Between December 2012 and February 2013 33 patients were included (26 CD, 7 UC), with a median age of 14 years [IQR 12–16]. All TL measurements combined (n = 66), the median IFX TL was 3 µg/mL [IQR 1–6]. Subtherapeutic, therapeutic and supratherapeutic TLs were found in 42.4%, 39.4% and 18.2% of measurements, respectively. ATI were detected in 3 patients but our assay does not allow antibody detection in the presence of drug. Median FC and CRP was 394.5 µg/g and 2.4 mg/L, respectively. At both time points, the majority of patients were either in clinical remission (56.9%) or had mild to moderate clinical DA (41.2%).
At the first measurement, no significant correlation between IFX TL and clinical or biochemical DA was found, although a trend was observed for FC (r = −0.33, p = 0.08) and CRP (r = −0.33, p = 0.06).
At the second measurement, a significant correlation was found between IFX TL and clinical DA grading (r = −0.48, p = 0.01) and FC (r = −0.49, p = 0.01).
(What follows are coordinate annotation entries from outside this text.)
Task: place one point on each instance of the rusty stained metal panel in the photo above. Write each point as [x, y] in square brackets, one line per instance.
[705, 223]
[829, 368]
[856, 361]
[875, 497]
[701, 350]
Patients with therapeutic IFX TLs (≥3 µg/mL) were more likely to be in clinical remission (p = 0.01).
At both measurements, a significant correlation between clinical DA and FC was observed (r = 0.53, p < 0.01; r = 0.50, p = 0.02), whereas no correlation was found between CRP and clinical DA (p = 0.16; p = 0.44).
No difference was found in IFX TLs between children receiving IFX monotherapy or concomitant immunosuppression.
IFX TLs appear to be related to both clinical and biochemical DA (the latter measured by FC), which provides a rationale for therapeutic drug monitoring in children receiving IFX for IBD. Furthermore, a large variation in IFX TLs was found.